# Everglades Backcountry Report 7/08/12



## COBRA (Dec 19, 2006)

Boy, it's HOT out there...and I'm not just talking about the weather either. Mikey, and I fished the FFT XI tournament that was  out of Flamingo yesterday. This has to be one of the most challenging tournaments we ever fish. In order to place yous have to catch and photograph all four "glam our" species in Flamingo...Tarpon, Snooker, Red fish and Trout, and they all have to be big too. We started off the mourning with a couple of really nice Snook, and plenty of shots at some huge Tarpon. But they really didn't want to play, so we moved on to the Red fish, who were happy to oblige us. After playing with them for awhile we set out for a 20+ mile run to a couple of spots that used to produce big time. Mikey got beat up by a huge Goliath grouper and landed a very respectable Red, and then the storms rolled in and chased us back to the marina. All fish were caught on arti's and released to fight another day. Now is the time if yous want a chance at a Everglades slam. Not too many boats out there now, and the fish are chewing real good. Ya, just gotta come prepared for the swamp angles...their very hungry now.

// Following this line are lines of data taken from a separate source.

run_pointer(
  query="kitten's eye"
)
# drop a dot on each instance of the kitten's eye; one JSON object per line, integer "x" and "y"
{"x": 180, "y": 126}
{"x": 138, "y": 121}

Anyways we took some pics of the day for yous to check out.


----------



## anytide (Jul 30, 2009)

nice....


----------



## margarcia305 (Jan 13, 2010)

he guys killed it!!!


----------



## Shadowcast (Feb 26, 2008)

That last snook is a nice one!


----------



## Johnster (Dec 14, 2011)

Nice fish, some great Snook, oh I sure do miss catching them.


----------